En el Rostro de la medusa este no es un problema de redes sociales sino físico. Marina (Rocío Stellato) está en consulta médica por esta razón al comienzo del relato. No es que la cara le haya cambiado sino que es otra cara, lo que le demuestra a personaje de la doctora –y al espectador– con una foto de cómo era antes, cuando tenía el rostro de Melisa Liebenthal. Hecho así el nudo en la primera escena, prescindiendo de explicaciones, el desarrollo de esta comedia incluye una sucesión de equívocos con la familia, y también el novio y otros, tanto por la dificultad para aceptarla con su nuevo aspecto como por lo contrario, actuar como si el cambio no los afectara. 

Pero después se pasa de este problema de la pérdida de la identidad, que inicialmente tiene el aspecto de una desconexión entre la apariencia exterior y un yo interior, invisible para los demás –y, por tanto, una sustancia mental distinta del cuerpo–, a la exploración lúdica de las posibilidades que abre para la aventura el poner en juego un rostro que es de esa “otra” y el propio cuerpo que de esta manera se “disfraza”. 

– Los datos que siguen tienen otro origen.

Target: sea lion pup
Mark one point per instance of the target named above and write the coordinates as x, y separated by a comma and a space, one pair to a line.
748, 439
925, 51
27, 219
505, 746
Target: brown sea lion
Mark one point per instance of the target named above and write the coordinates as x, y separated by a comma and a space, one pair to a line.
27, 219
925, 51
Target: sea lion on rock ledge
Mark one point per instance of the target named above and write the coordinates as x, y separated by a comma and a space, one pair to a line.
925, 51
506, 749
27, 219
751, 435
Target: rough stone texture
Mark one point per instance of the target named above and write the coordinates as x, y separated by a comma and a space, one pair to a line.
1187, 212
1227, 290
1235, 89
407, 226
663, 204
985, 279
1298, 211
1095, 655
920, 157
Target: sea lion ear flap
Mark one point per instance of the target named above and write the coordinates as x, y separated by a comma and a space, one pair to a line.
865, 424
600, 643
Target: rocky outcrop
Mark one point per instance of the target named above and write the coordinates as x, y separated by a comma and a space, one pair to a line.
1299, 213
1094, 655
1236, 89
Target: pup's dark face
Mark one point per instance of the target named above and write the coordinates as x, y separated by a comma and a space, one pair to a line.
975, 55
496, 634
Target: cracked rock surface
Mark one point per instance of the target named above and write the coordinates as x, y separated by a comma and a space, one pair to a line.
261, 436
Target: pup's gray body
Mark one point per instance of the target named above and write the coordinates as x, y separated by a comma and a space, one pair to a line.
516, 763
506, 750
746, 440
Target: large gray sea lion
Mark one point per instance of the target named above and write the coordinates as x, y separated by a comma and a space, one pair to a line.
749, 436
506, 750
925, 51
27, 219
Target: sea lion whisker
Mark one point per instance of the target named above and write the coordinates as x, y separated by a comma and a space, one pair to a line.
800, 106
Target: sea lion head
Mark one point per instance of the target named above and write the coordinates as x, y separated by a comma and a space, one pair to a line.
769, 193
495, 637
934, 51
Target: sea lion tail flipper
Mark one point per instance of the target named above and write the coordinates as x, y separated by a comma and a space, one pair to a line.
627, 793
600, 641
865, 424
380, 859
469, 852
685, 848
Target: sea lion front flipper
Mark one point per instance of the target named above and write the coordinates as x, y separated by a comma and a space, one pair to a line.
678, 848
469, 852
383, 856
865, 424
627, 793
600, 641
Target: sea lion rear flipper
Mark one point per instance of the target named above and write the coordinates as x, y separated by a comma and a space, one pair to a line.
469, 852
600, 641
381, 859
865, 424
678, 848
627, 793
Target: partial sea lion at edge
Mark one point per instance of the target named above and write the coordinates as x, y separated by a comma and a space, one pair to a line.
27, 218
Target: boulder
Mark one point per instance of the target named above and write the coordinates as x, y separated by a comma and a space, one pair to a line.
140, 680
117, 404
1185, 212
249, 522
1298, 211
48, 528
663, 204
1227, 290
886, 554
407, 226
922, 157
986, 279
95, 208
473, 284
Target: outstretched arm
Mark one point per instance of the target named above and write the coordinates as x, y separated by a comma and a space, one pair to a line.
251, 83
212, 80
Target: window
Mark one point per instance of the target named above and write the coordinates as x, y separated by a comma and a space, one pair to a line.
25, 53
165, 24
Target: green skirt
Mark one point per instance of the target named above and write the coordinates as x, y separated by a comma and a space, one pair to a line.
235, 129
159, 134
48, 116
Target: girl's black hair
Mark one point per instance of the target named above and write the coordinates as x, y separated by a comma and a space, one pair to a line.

La realizadora se apropia así del tópico posmoderno del yo fragmentario, fluctuante y unido al cuerpo. Sutilmente lo problematiza, sin embrago, porque la identidad legal, que es un supuesto acerca de un yo indivisible y que normalmente puede controlar el cuerpo, por lo que se atribuye a uno la responsabilidad de sus actos, es otro motivo en la historia aunque desvinculado de las aventuras, lejos de un rancio sentido moral. 

El tema se despliega también en otras dos direcciones por lo que respecta a la inserción de las partes correspondientes al ensayo en un montaje paralelo al relato. Otro de los méritos de la película es que esto no es un comentario de la historia de Marina sino una expansión, porque explora aspectos del problema que son diferentes de los que se tocan en la narración. 

Una de estas cuestiones es la identidad que asignamos a los animales en nuestro trato con ellos, y se desarrolla con registros hechos en zoológicos y acuarios de varios países. Otra es más interesante por la abstracción: el uso de puntos unidos por líneas como una manera de plantear la interrogante acerca de aquellos detalles de los rostros humanos, y también animales, en los que se basa la identificación como únicos y, por tanto, la asignación de una identidad individual. 

Ambas parecen converger en la manera como se trata el motivo del título, la medusa. Otro aspecto lúcido de la película es que no se refiere directamente al personaje que tenía víboras en lugar de cabellos y cuyo rostro petrificaba al que lo veía. La comparación es con el aspecto abstracto, como de esquema de líneas, que en algunos planos tienen los cuerpos transparentes de estos animales, que parecen tan fluidos como el agua en la que están sumergidos. Esto me plantea otra interpretación: lo petrificador y venenoso del rostro está en la abstracción que se hace de su naturaleza cambiante para identificarlo. La cuestión del mito griego está dada vuelta, además, porque los efectos no recaen en los que miran sino en la que es mirada o se mira a sí misma. 

Esto es encontrarle un giro revelador a una cuestión de actualidad, lo que no es poca cosa. Pero también se vuelve problemático por lo que respecta a la relevancia que cobra aquí lo animal. Con esto se roza incómodamente, sin desarrollarlo, el problema de la negación de la humanidad de personas o poblaciones por las características de sus rostros y cuerpos. En cuanto a la abstracción, es la base de los sistemas de identificación automática con las cámaras que hoy graban constantemente en todas partes, lo que es una violación del derecho a la privacidad y permite generar información que les asigna una identidad a las personas para usarla contra ellas. 

En cuestiones como estas, el motivo de la medusa tiene un horror actual que escapa de las consideraciones de esta comedia de la identidad.